Concha es hija del coronel republicano Ángel Ramírez, quien se quedó haciendo la guerra en España mientras ella cruzaba la frontera francesa, en un viaje en el que volvió a coincidir con Machado en Valencia y en Figueras, antes de que el poeta saliera camino de Colliure.

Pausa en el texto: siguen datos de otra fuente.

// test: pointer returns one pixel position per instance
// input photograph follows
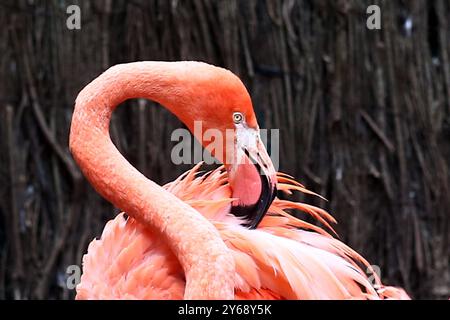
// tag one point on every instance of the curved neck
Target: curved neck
(206, 261)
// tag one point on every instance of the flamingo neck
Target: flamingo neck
(205, 259)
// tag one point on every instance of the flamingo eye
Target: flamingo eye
(238, 117)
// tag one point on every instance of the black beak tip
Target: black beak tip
(253, 214)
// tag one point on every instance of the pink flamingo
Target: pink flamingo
(223, 235)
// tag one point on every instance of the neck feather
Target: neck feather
(207, 263)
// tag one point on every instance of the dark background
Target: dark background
(364, 119)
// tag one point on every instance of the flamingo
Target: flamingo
(219, 235)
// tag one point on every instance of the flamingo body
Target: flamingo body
(275, 261)
(222, 235)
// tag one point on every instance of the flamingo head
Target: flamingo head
(220, 114)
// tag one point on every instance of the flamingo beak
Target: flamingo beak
(253, 181)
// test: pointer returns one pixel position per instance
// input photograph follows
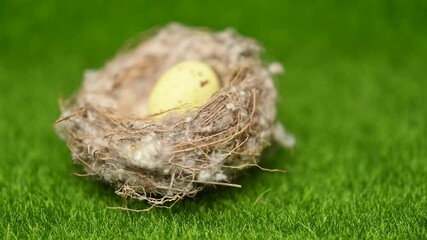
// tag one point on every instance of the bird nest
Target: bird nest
(162, 160)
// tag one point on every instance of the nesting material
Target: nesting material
(161, 160)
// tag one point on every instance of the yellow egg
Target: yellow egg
(184, 86)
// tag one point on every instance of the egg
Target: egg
(184, 86)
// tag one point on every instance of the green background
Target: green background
(354, 94)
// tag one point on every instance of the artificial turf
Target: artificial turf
(354, 94)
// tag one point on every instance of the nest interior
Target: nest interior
(162, 160)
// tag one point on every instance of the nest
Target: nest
(108, 131)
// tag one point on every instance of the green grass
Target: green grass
(354, 94)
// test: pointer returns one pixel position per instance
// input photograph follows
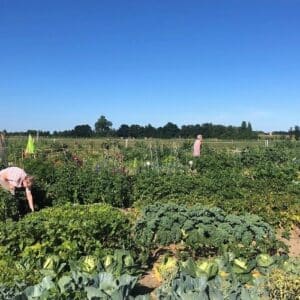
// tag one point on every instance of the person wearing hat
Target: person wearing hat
(14, 177)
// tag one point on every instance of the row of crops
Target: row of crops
(201, 228)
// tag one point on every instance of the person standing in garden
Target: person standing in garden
(14, 177)
(197, 146)
(3, 161)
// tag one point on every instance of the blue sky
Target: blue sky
(65, 63)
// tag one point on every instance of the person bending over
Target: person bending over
(14, 177)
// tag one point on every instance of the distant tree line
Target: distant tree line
(103, 128)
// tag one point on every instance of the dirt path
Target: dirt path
(294, 242)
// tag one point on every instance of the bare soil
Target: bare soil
(294, 242)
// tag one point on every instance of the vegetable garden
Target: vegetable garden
(149, 221)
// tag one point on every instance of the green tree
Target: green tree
(103, 126)
(83, 131)
(123, 131)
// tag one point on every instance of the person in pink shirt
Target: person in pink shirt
(197, 146)
(14, 177)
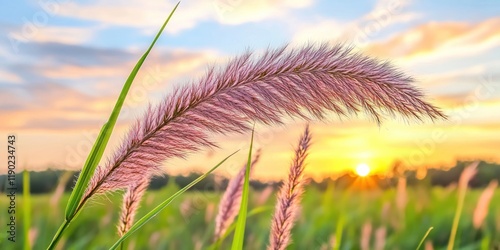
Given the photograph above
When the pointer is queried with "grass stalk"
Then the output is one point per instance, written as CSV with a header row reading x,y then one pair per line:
x,y
425,237
239,233
75,202
26,209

En los cuarenta años que pasó en Francia, donde se casó con un francés de padre español que logró salir con vida de Auschwitz y donde tuvo a sus dos hijos, Concha peregrinó a Colliure para visitar la tumba del poeta y conserva las fotos que se hizo allí con unas amigas.

"En Colliure la tumba la tienen como un tesoro y dicen que, como había mucha gente que dejaba cartas o poemas, entonces el Ayuntamiento puso un buzón de la cantidad de gente que escribía; y cuando dijeron de traérselo a España, los de Colliure dijeron que no, que se quedaba allí, que ellos lo cuidaban muy bien", ha añadido.

También ha recordado los días previos al exilio: "Había tantos bombardeos en Madrid, donde vivíamos en la calle Isaac Peral, que fue muy bombardeada desde la Casa de Campo, que nos fuimos a Valencia".

"Mi padre se enteró de que Antonio Machado estaba en Valencia y fue a verlo; y de Valencia nos fuimos a Barcelona, y nos lo encontramos en Figueras, donde hubo un bombardeo terrible con muchos muertos, y entonces pasamos la frontera", ha recordado.

"Diario de una niña exiliada. 1939-1947" es el título que Concha Ramírez les puso a los diarios que llevó en Francia y de los que la Diputación de Sevilla hizo una pequeña edición hace ocho años, con prólogo de Haro Tecglen, quien dice en esas páginas: "Conchita Ramírez no dejó de resistir; ni sus amigos, ni sus pretendientes".